Summer academy to feature student musicians from abroad, area
The International Institute for Young Musicians academy runs through July 29. The public can attend the following performances:
• 10 a.m.-8 p.m. July 9: International Piano Competition semifinals, Spooner Hall/The Commons (free)
• 1-6 p.m. July 10: International Piano Competition finals, Spooner Hall/The Commons (free)
• 7:30 p.m. July 14: Honors Recital, Spooner Hall/The Commons (free)
• 2:30 p.m. July 16: Winners Concert for the International Piano Competition, Spooner Hall/The Commons ($10 tickets at the door)
• 7:30 p.m. July 20: Honors Recital, Spooner Hall/The Commons (free)
• 7:30 p.m July 27: Honors Recital, Hall Center for the Humanities (free)
The Kansas University School of Music is raising the curtain on another summer of dazzling piano playing as it hosts the International Institute for Young Musicians.
IIYM’s Summer Music Academy will open July 9 with the semifinals of its prestigious international piano competition, the first of many performances that will be free and open to the public.
The program features 75 students ranging in age from 9 to 19. Many will come from abroad and especially from China, where interest in classical music is booming, said IIYM’s founder, KU professor of piano pedagogy Scott McBride Smith.
“I hope everyone in Lawrence comes to hear them,” he said.

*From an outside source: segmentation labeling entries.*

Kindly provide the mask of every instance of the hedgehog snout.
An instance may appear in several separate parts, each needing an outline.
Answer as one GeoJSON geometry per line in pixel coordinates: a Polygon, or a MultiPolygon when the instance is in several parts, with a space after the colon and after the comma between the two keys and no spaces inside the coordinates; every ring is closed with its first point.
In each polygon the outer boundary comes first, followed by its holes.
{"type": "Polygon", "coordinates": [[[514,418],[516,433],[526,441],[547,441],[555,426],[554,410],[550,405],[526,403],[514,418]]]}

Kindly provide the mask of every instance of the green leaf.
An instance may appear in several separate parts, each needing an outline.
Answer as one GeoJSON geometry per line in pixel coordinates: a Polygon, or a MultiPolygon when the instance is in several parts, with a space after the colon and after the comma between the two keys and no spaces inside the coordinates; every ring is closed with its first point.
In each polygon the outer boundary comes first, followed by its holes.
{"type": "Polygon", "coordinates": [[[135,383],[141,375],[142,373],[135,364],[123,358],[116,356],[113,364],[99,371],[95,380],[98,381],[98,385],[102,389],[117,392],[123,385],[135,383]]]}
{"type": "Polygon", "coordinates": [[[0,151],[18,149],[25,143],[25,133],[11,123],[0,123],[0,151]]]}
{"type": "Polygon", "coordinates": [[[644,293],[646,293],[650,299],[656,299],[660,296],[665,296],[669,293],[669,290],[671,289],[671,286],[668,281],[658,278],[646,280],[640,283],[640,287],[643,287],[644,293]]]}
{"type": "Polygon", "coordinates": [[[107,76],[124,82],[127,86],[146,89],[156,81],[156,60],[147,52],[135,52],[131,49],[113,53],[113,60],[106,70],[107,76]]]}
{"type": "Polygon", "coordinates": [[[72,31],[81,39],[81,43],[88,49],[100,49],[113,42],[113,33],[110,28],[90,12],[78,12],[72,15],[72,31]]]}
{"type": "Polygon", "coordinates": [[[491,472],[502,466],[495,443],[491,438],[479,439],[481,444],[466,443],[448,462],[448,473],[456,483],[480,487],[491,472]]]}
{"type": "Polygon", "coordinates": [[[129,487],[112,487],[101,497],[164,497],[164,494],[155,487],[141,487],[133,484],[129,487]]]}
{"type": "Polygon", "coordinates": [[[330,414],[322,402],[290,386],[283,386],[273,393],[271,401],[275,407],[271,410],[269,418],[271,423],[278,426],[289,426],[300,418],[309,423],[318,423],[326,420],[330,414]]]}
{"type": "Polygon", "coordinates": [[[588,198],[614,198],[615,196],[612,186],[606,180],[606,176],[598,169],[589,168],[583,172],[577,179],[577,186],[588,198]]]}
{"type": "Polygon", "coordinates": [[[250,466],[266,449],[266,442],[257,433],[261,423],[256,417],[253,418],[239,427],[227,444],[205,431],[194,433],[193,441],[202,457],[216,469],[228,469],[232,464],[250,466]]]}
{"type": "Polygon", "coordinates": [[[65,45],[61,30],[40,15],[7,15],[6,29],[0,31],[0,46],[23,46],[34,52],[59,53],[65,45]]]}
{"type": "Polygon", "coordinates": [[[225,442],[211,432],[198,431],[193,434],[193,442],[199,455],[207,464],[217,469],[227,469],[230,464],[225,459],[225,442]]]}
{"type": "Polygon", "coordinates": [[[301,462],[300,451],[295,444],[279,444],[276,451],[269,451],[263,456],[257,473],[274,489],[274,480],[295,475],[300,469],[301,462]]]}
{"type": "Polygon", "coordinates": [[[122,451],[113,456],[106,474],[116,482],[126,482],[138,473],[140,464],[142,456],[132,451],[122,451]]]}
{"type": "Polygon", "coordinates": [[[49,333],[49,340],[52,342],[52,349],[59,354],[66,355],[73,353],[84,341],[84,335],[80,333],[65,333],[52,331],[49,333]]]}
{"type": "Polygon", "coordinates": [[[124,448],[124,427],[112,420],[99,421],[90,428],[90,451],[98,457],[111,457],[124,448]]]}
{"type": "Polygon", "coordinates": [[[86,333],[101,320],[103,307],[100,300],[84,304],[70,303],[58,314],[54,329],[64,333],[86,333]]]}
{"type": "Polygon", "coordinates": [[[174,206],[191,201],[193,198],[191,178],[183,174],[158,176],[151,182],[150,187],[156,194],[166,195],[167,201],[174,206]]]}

KU has hosted the summer academy since 2004.
Participants include Chaeyoung Park and Luke Rhodes, of Lawrence; Grace Brungardt, of Wichita; and Isabel Keleti, of Overland Park. Smith said the local students “are standing up to the international competition and that’s great to see.”
It will be the fourth and final year at IIYM for Rhodes, who will attend KU this fall to study music.
“IIYM is a place where you go and you’re around people who are just like you, who have the same love for music you do and the same passion,” he said. “It’s very inspiring and refreshing to be around people like that.”
One of 15 semifinalists vying for $18,000 in prizes, Rhodes has been working on Lizst’s “Hungarian Rhapsody No. 6,” “a very challenging piece,” he said, and “a lot of fun to play.” He puts in anywhere from 2 to 10 hours of practice each day.
“It isn’t so much the hours you do as the intensity of the practice,” he said.
The IIYM program received a big boost this year from Jack Gaumnitz, a retired KU finance professor, and his wife, Jan, a visual artist. After enjoying IIYM performances for years, they donated $50,000 to augment prizes over the next five years, bringing the top award to $8,000.
“We were impressed by the quality of the student competition at a rather young age,” Jack Gaumnitz said. “Seeing (excellence), then you want to reward it. We’re setting them up for a very successful life, not necessarily in music but in any endeavor they do.”
Smith said the increased prizes attract more talent, which in turn burnishes IIYM’s credentials as one of the most prestigious piano programs.
“It made a big difference, making it doable for the top level of international students to come,” he said.